Dialogue Between Intellect and Passion (p. 15). ONS used as copytext. First appeared as “Sonnet” in Berkeley Miscellany 1 (1948): 14.
A Night in Four Parts (Second Version) (p. 16). ONS used as copytext. First appeared in an earlier version in Berkeley Miscellany 1 (1948): 11–12.
Orpheus in Hell (p. 18). ONS used as copytext. First published in Caterpillar 12 (July 1970): 65.
Orpheus After Eurydice (p. 19). ONS used as copytext. An earlier draft exists, entitled “Spicer’s Gallery of Gorgeous Gods” (JSP 2004). First published in Caterpillar 12 (July 1970): 64.

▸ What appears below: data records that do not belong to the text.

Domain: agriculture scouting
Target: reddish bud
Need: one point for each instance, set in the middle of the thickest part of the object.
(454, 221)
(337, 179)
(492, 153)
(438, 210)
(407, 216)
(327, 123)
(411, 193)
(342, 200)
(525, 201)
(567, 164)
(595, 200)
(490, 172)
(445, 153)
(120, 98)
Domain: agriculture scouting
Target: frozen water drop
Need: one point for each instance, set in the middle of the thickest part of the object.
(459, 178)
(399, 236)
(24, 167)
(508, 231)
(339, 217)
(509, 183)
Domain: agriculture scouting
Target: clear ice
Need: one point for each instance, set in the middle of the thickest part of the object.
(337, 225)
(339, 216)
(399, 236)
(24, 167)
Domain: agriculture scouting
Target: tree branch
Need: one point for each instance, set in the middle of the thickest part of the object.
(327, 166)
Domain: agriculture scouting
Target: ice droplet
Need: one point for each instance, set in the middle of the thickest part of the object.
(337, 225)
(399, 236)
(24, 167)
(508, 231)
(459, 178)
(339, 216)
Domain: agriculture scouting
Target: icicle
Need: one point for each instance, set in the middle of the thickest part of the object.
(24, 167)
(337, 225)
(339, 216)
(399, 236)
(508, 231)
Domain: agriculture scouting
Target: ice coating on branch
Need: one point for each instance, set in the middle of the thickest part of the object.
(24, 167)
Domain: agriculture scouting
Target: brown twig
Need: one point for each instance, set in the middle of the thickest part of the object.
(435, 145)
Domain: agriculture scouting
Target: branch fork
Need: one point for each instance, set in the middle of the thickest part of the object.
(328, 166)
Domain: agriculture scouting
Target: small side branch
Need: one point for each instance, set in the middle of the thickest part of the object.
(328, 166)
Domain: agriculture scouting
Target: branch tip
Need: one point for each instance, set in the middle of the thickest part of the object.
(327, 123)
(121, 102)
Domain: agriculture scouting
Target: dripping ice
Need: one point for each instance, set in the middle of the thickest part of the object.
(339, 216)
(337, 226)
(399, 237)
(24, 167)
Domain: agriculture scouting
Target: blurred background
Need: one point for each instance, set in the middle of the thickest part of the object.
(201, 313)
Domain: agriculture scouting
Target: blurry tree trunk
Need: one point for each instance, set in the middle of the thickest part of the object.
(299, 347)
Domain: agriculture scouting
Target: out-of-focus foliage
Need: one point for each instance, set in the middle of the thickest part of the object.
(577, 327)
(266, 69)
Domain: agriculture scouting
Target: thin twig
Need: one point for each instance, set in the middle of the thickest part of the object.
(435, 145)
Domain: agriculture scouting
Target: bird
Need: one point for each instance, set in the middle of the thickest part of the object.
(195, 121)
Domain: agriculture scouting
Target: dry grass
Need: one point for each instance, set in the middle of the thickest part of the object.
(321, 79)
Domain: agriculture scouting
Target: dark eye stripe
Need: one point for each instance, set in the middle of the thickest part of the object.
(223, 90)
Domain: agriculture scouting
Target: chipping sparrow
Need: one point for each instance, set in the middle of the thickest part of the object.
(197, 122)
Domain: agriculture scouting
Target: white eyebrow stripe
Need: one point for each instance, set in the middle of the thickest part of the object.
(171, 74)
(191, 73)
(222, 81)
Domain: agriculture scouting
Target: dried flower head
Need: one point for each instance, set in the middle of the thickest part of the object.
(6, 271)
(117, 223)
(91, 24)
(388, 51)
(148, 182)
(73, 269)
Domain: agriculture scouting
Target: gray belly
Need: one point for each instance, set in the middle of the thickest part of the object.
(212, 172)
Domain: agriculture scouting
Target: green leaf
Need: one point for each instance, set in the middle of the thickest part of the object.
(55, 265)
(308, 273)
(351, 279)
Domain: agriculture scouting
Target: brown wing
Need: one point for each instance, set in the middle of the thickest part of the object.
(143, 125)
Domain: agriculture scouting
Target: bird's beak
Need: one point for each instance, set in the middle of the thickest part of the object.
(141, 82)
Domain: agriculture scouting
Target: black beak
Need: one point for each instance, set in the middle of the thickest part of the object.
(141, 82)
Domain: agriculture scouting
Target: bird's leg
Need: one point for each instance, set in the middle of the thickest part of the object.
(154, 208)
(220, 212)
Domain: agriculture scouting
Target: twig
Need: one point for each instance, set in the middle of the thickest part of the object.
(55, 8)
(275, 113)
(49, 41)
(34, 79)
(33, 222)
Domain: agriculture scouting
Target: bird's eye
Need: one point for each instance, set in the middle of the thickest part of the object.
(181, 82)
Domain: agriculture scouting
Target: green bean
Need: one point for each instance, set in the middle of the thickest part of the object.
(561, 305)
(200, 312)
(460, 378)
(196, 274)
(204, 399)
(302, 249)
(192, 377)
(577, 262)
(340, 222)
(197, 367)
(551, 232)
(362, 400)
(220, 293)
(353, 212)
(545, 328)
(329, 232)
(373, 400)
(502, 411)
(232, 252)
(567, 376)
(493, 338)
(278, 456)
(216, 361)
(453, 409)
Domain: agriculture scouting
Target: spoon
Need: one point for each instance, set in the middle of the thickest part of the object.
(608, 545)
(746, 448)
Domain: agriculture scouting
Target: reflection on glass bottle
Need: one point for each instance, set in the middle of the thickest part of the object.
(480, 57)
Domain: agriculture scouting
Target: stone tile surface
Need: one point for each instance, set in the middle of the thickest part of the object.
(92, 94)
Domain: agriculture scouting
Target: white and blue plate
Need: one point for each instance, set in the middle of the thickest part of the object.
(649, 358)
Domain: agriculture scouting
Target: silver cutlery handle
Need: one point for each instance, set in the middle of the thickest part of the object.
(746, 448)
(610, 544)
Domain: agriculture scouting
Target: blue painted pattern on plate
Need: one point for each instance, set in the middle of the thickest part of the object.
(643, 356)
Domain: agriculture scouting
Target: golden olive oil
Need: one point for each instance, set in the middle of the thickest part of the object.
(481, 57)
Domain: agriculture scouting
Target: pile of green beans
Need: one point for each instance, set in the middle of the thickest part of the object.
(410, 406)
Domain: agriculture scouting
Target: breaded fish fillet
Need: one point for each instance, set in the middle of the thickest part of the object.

Orpheus’ Song to Apollo (p. 20). ONS used as copytext. First published in Caterpillar 12 (July 1970): 66.
Troy Poem (p. 21). ONS used as copytext. First appeared in Berkeley Miscellany 1 (1948): 13.
“We find the body difficult to speak . . .” (p. 22). ONS used as copytext. First published in Caterpillar 12 (July 1970): 67.
“They are selling the midnight papers . . .”* (p. 22). Previously unpublished; JSP 2004 ms. used as copytext.